Ce débat a été publié initialement sur le site de débat italien Pro Versi : pour retrouver l’article dans sa version originale, cliquez ici.
📋 Le contexte 📋
La Turquie est candidate depuis 1987 pour adhérer à l’Union européenne. Un statut officiellement reconnu par les Européens en 1999.
Depuis, la perspective de son entrée dans l’Union européenne a suscité de vifs débats liés à la taille et à la position géographique du pays, au poids de la religion musulmane dans sa société ou encore à sa position sur la question chypriote.
Avec le durcissement du régime de Recep Tayyip Erdoğan ces dernières années, la perspective d’une adhésion turque à l’UE s’est éloignée. Premières étapes vers ce refroidissement des relations entre les deux puissances : le blocage des négociations par la France et l’Allemagne en 2007, l’aggravation du conflit avec les Kurdes depuis le début des années 2010 et la répression des manifestations de la place Taksim en 2013.
La dynamique s’est encore accélérée ces cinq dernières années. Purges et emprisonnements arbitraires après la tentative manquée de coup d’Etat en juillet 2016, extension des pouvoirs de Recep Tayyip Erdoğan, insultes vis-à-vis des autorités allemandes, néerlandaises ou encore françaises, interventions militaires en Syrie et instrumentalisation politique des flux migratoires…, le pays s’est considérablement éloigné de ses partenaires européens, au point que le Conseil de l’UE estimait que les négociations étaient “au point mort” avec Ankara en octobre 2020.
Source : Toute l’Europe (cliquez ici pour tout savoir sur le processus d’adhésion de la Turquie)
L’admission de la Turquie dans l’Union européenne est devenue une question controversée. Par « adhésion », nous entendons un niveau d’intégration supérieur à des accords bilatéraux spécifiques, qui offre des espaces de codécision, de politique commune et de représentation de l’État turc dans les institutions clés de l’Union (Conseil européen, Conseil des ministres de l’Union européenne, Commission, Parlement européen). Cette définition n’implique pas nécessairement une participation à la zone monétaire de l’euro ou à l’espace Schengen de libre circulation, ce qui peut être discuté à un stade ultérieur de l’intégration.
La Turquie joue un rôle particulier dans l’actualité récente, principalement en raison de l’ambiguïté de Recep Tayyip Erdogan, Premier ministre du pays depuis 2003 et président depuis 2014.

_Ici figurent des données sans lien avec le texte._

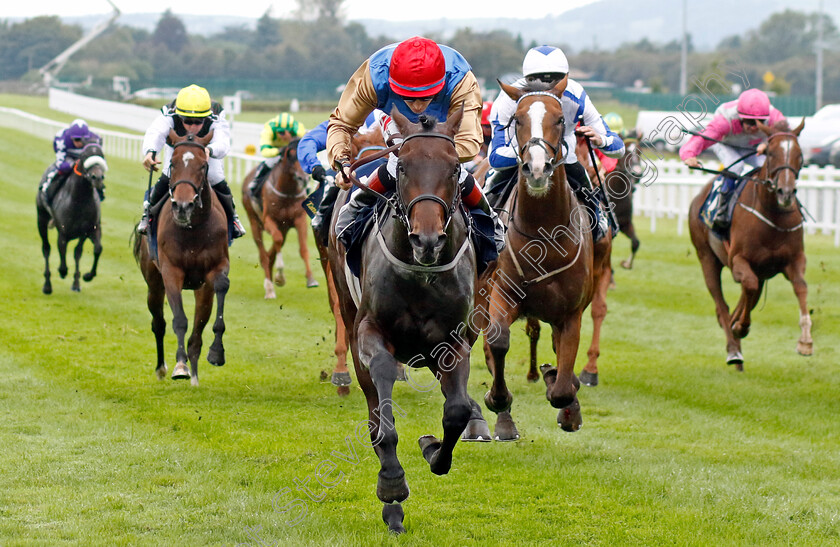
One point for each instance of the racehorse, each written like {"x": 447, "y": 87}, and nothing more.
{"x": 547, "y": 271}
{"x": 765, "y": 238}
{"x": 192, "y": 253}
{"x": 418, "y": 276}
{"x": 362, "y": 145}
{"x": 75, "y": 212}
{"x": 278, "y": 210}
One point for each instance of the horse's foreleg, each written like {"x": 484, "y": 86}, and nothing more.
{"x": 795, "y": 272}
{"x": 77, "y": 257}
{"x": 97, "y": 250}
{"x": 532, "y": 329}
{"x": 562, "y": 390}
{"x": 221, "y": 284}
{"x": 302, "y": 228}
{"x": 43, "y": 230}
{"x": 380, "y": 367}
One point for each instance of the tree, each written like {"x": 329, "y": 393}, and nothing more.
{"x": 171, "y": 32}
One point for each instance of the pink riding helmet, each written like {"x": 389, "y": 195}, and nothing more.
{"x": 753, "y": 104}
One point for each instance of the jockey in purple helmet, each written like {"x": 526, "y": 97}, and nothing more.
{"x": 68, "y": 145}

Erdogan s’est montré capable, d’une part, de mener des actions de médiation diplomatique profondes ( entre la Russie et l’Ukraine récemment, auparavant pour apaiser le conflit syrien) et d’être un collaborateur crucial pour l’Union, dans le commerce et la gestion des flux migratoires, par exemple.
Cependant, il est impossible de fermer les yeux sur les accusations de suppression des droits humains et civils dont le régime du président est devenu le protagoniste. Certains épisodes qui soulignent les tendances extrémistes d’Erdogan ont suscité un vif intérêt médiatique en Italie : ce fut le cas de la conversion de la basilique Sainte-Sophie en mosquée, la libération de migrants syriens à la frontière avec la Grèce en février 2020, le retrait du Traité d’Istanbul contre les violences de genre et domestiques, ou encore de l’épisode qui a vu Ursula Von Der Leyen, présidente de la Commission européenne, se retrouver sans siège lors d’une visite diplomatique à Ankara. Suite à ce dernier événement, le Premier ministre italien Mario Draghi n’avait pas hésité à qualifier Erdogan de dictateur.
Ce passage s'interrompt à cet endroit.